La morte dell’avversario è una particolarissima commistione di Bildungsroman e di conte philosophique, incorniciato dallo schema del manoscritto ritrovato: attraverso una serie di episodi emblematici l’io narrante ricostruisce l’evoluzione del suo rapporto con l’Avversario, un persecutore la cui cieca spietatezza saprà condurre il complesso processo di proiezione/identificazione da parte della sua vittima fino alla matura pienezza  di un odio attivo e consapevole. I nuclei di riflessione che Keilson consegna alla nostra attenzione sono gli stessi che egli ha scandagliato nella sua duplice veste, quella di neuropsichiatra infantile, dedito a lenire le ferite degli orfani della Shoa, e quella – da lui sempre considerata con un tocco di ironica perplessità – di scrittore e di poeta. La ricchezza del suo pensiero, l’intransigenza nell’interrogare i recessi più profondi e contraddittori della natura umana attingono però da una cultura che va oltre le già straordinarie risorse del suo ‘doppio talento’, innestate come sono di un sapere che reca, pur senza esibirlo, anche il sigillo della sapienza ebraica le cui tracce sono disseminate nel testo e ne sostanziano la tessitura.
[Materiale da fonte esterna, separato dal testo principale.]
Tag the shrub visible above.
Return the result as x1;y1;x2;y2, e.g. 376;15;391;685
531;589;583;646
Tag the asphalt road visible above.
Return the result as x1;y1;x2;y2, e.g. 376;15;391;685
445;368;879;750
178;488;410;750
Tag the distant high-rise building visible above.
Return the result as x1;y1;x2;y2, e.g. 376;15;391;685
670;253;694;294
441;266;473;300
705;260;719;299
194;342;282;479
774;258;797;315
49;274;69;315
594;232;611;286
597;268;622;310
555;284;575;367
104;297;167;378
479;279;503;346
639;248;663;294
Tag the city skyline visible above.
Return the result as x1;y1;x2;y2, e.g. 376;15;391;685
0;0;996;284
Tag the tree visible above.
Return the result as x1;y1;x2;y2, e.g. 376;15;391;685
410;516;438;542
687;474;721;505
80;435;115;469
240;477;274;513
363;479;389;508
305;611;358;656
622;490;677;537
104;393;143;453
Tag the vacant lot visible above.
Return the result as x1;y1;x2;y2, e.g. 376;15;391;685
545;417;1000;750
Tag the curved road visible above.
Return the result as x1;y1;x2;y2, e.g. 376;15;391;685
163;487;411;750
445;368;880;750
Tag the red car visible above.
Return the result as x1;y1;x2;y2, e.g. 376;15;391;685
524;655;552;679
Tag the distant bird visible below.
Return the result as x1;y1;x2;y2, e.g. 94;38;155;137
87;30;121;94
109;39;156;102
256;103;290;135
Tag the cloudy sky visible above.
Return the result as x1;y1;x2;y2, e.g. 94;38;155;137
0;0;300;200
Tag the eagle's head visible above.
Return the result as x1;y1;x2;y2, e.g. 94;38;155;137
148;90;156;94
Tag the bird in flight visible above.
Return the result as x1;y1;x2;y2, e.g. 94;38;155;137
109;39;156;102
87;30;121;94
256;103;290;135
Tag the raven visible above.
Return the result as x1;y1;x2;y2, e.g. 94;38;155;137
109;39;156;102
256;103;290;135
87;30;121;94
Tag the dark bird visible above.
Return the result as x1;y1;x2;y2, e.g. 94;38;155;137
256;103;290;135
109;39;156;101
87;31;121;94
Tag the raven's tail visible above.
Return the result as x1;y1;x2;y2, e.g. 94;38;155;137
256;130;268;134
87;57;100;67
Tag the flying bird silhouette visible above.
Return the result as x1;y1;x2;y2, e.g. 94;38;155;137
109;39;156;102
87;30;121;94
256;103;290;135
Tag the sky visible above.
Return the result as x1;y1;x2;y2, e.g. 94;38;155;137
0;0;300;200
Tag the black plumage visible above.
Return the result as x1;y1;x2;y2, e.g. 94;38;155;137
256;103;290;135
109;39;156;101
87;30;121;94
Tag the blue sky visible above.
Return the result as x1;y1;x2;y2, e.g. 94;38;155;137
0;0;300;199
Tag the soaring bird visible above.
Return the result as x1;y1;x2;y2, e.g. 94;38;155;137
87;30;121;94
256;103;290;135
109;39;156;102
Se in Italia giunge dunque solo ora, anche in Germania Keilson è una riscoperta recente, trascinata anche da una straordinaria ricezione americana e promossa nel 2005 dalla raccolta completa in due volumi delle sue opere da parte dell’editore Fischer. L’esule ha così, alla fine, ritrovato casa nella lingua dalla quale, come possiamo leggere nelle sue liriche centrate su questo tema (Sprachwurzellos, 1986), aveva subìto il più violento degli sradicamenti senza tuttavia mai poterla abbandonare come strumento espressivo. Di quello sradicamento gli rimarrà – come ad altri perseguitati, basti pensare a Klemperer o a Canetti – l’orecchio sensibile all’aggressione che il potere totalitario esercita mitragliando con la violenza delle parole. Il linguaggio di cui si serve Keilson per narrare il suo affondo nella barbarie e nei meccanismi della sua micidiale seduzione è, di contro, vigile, preciso, lento, variato, a tratti struggente: solo così la letteratura può sferrare la sua controffensiva all’uso criminale del discorso, della voce, del gesto da parte dell’Avversario.

Il capitolo VII è, in questo senso, un pezzo da antologia nel quale il narratore, assistendo a un comizio del suo Nemico, smaschera con i sensi feriti la potenza stregonesca che la retorica dell’oratore esercita sul destinatario, interrogando nel contempo con l’allerta della ragione l‘enigma del consenso’. Anche in queste pagine il dittatore non è mai reso riconoscibile: la scarna iniziale “B.” che lo designa, mentre gli nega la menzione del nome (riguardo supremo nella tradizione ebraica), lo trasforma in figura astratta del Male assoluto, con la cui presenza imprescindibile dentro e fuori di noi Keilson, attraverso il suo protagonista, chiama l’essere umano a un confronto senza quartiere. Altrettanto, e ancora più vistosamente elusiva, è la reticenza nei confronti del crimine di cui quel Male è artefice: la persecuzione e lo sterminio degli ebrei non sono mai direttamente menzionati in tutto il testo. In questo caso il silenzio non è gesto di sprezzo ma di riserbo, cautela di un autore conscio, come pochi altri, dell’indicibilità dell’Estremo. L’abisso della Shoa si condensa così nell’episodio della profanazione di un cimitero, il cui crudo realismo si trascende in rappresentazione simbolica della pulsione di morte all’origine della ‘soluzione finale’; ma, ancora di più, la Catastrofe si rende presente (in particolare nelle straordinarie  pagine dedicate allo zaino predisposto dal padre in attesa della deportazione) nell’indugio di preghiera con cui Keilson si sofferma sugli oggetti quotidiani, “cianfrusaglie di una vita” ormai destinate alla morte, reliquie sottratte dalla poesia all’ orrore della Storia.

Eva Banchelli

Hans Keilson, La morte dell’avversario, traduzione di Margherita Carbonaro, Milano, Mondadori 2011, pp. 261.

da: L’Indice dei libri del mese, ottobre 2011.